Ia segera menyalakan tungku, meletakkan semua tanaman satu per satu, menyesuaikan suhu spiritual dengan presisi tinggi. Aroma logam, pedas, dan segar mulai tercium dari tungku itu. Proses berlangsung sangat lama. Cahaya dari tungku berganti warna dari merah ke biru, lalu ungu. Butiran energi spiritual mulai berputar di sekelilingnya.

Dua jam berlalu. Vuyei tampak semakin pucat dan nafasnya melemah. Zienxi hanya bisa duduk diam, menggenggam tangan adiknya erat. Suasana sunyi mencekam di bawah pohon tua itu.

Lalu, akhirnya, tungku bergetar pelan dan mengeluarkan cahaya lembut.

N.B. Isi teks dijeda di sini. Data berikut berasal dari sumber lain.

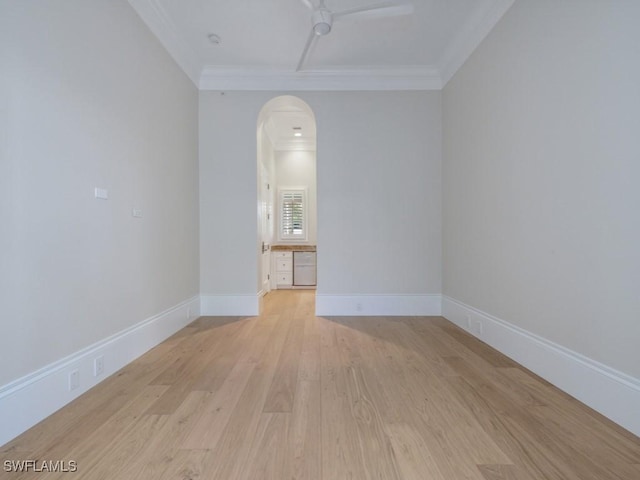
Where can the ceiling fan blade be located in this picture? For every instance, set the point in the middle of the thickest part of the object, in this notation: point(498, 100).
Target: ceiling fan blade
point(384, 9)
point(308, 4)
point(307, 47)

Sebuah pil berwarna ungu kristal muncul perlahan dari dalam, mengambang seperti mutiara bercahaya.

Lu Maohan segera menangkapnya. “Ini dia... Deep Bloom Pill. Minumlah cepat!”

Vuyei dengan susah payah duduk bersila dan meneguk pil itu. Matanya memejam, dan tubuhnya mulai menyerap energi dari dalam pil tersebut. Beberapa menit kemudian, warna ungu gelap di wajahnya mulai memudar, meridian yang sebelumnya kusut mulai mengalir pelan-pelan.